Argued March 25, 2025 Decided June 18, 2025
- Full case name: Oklahoma, et al. v. Environmental Protection Agency, et al.
- Docket no.: 23-1067
- Citations: 605 U.S. 609 (more) 145 S.Ct. 1720
- Argument: Oral argument
- Decision: Opinion

Holding
- EPA disapprovals of state implementation plans under the Clean Air Act are locally or regionally applicable actions, not national ones, so challenges to them should be heard in regional circuits.

Court membership
- Chief Justice John Roberts Associate Justices Clarence Thomas · Samuel Alito Sonia Sotomayor · Elena Kagan Neil Gorsuch · Brett Kavanaugh Amy Coney Barrett · Ketanji Brown Jackson

Case opinions
- Majority: Thomas, joined by Sotomayor, Kagan, Kavanaugh, Barrett and Jackson
- Concurrence: Gorsuch (in judgment), joined by Roberts
- Alito took no part in the consideration or decision of the case.

Laws applied
- Clean Air Act

= Oklahoma v. EPA =

Oklahoma v. Environmental Protection Agency, , was a case before the Supreme Court of the United States that addressed where lawsuits challenging certain EPA actions must be filed. The Court held that when the EPA disapproves a state implementation plan (SIP) under the Clean Air Act, that decision is a local or regional action, not a national one. As a result, challenges must be brought in the appropriate regional federal appeals courts, rather than exclusively in the D.C. Circuit.

==Background==
In 2015, the EPA updated the National Ambient Air Quality Standards (NAAQS) for ozone. Under the Clean Air Act, each state was required to submit a plan explaining how it would meet the new standards.
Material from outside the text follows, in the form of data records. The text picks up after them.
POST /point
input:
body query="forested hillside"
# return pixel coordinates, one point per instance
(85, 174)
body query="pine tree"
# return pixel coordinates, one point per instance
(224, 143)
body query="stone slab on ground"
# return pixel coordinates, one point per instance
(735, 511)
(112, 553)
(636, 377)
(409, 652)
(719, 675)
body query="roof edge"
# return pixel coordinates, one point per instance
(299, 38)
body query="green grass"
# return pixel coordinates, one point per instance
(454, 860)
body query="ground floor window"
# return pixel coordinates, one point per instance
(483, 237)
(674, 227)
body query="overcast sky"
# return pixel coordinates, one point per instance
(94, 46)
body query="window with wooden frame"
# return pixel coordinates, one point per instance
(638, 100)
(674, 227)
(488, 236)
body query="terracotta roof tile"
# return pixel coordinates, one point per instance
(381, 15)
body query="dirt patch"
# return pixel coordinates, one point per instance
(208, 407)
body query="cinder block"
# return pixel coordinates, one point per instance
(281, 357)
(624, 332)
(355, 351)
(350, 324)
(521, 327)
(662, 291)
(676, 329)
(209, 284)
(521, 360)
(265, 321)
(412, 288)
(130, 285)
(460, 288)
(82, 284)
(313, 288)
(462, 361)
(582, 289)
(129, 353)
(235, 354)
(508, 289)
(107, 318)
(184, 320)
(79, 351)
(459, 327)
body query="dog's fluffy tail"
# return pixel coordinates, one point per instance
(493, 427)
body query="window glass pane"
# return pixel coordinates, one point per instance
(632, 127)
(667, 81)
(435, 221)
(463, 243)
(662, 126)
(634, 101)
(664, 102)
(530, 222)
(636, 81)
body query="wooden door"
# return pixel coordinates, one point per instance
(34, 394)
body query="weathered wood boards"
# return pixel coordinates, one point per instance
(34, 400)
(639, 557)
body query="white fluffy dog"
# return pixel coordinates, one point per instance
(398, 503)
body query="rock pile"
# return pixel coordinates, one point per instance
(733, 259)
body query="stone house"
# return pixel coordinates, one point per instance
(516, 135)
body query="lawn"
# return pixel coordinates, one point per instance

The EPA rejected 21 of these state plans, including those from Oklahoma and Utah. The agency said legal challenges could only be heard in the D.C. Circuit. Several states, mostly Republican-led, disputed this interpretation and filed lawsuits in other regional courts.

==Decision==

In a unanimous decision, the Court rejected the EPA’s position. The justices held that each EPA disapproval of a state’s plan is a separate, discrete action under Section 7607(b)(1) of the Clean Air Act. Because these actions are locally or regionally applicable, challenges must be filed in the corresponding regional courts of appeals.

The Court noted that the EPA had made a similar argument in EPA v. Calumet Shreveport Refining (2025), which the justices had already rejected earlier that day.